Жучок ползает по мне,
Ишшет…

Я вцепился зубами в подушку и мычал и корчился от душевной боли… О господи! Одно остается — умереть! Этой всей гадости никогда ничем не смоешь с души. Н-и-к-о-г-д-а!

* * *

Папа летом продолжал заниматься врачебной практикой в Туле и только по воскресеньям приезжал в деревню. Иногда мама посылала меня по разным делам на день, на два в Тулу. У вокзала ждал меня Тарасыч с пролеткой.

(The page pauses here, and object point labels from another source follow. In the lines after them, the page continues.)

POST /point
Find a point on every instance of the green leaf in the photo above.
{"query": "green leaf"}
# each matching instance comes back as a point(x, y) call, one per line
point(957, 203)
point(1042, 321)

Если были деньги, я заходил в буфет; яркий свет ламп, пальмы на столах, пассажиры торопливо едят что-то вкусное. Я выпивал у стойки рюмку водки, заедал круглым сочным пирожком с мясом, — замечательно были вкусные пирожки! И потом ехал в нашей покойной пролетке по тихим, белым тульским улицам и думал: неужели будет время, когда я смогу, не заглядывая в кошелек, сесть за эти пальмы и заказывать все, что захочется?

Дома в Туле: после грязи, тесноты, некрашеных полов и невкусной еды — простор, чистота, вкусная еда. Помню, раз, после обеда: были ленивые щи со сметаной и ватрушками, жареные цыплята с молодым картофелем и малосольными огурцами. Сел после обеда в кресло с газетой, закурил, — и всего охватило блаженство: как хорошо жить на свете! Особенно, — когда жареные цыплята и малосольные огурцы!

Я до сих пор помню это глубоко шедшее из тела наслаждение от вкусной еды, и вспоминаю это вот почему. Папа был очень умерен в еде. На именинах у бабушки и вообще в торжественные дин, когда были на столе такие румяные пироги, сыр, колбасы, сардинки, наливки, — папа никогда ничего этого не ел. Заедет на четверть часа, выпьет стакан кофе, пошутит, посмеется и уедет. Он с каждым годом все строже был к себе в еде: католик — постился с нами по-православному, без молока и яиц. И говорил о великом религиозно-воспитательном значении поста, о том, как поднимающе он действует на душу.

Под старость у меня у самого постепенно появилась нелюбовь к мясу и даже больше: вообще неохота к вкусной, разнообразной пище и особенное отвращение к тяжелой праздничной сытости. Если бы я был верующим человеком, я был бы убежден, что это я начинаю думать о душе, о боге, об отходе от мира. Но теперь скажу: ничего такого нет. Просто потребность в какой-то телесной гармоничности.

* * *

Тигра. — В наших краях неожиданно появилась тигра. Рассказывали: настоящий бенгальский тигр; будто бы проезжал в Москву зверинец, и на нашей станции Лаптево тигра упустили из клетки.

Никто эту тигру не видал, но зато очень многие видали тех, кто слышал о ней от людей, ее видевших или даже от нее пострадавших. И пострадавшие были всё из самых ближних деревень. Десятского из села Хотуши она заела насмерть, прыгнув на него из-за крестцов ржаной копны; одной кургузовской девке выела щеку, когда она собирала в лесу грибы. Скотины же задрала — нет числа, особенно в лесах.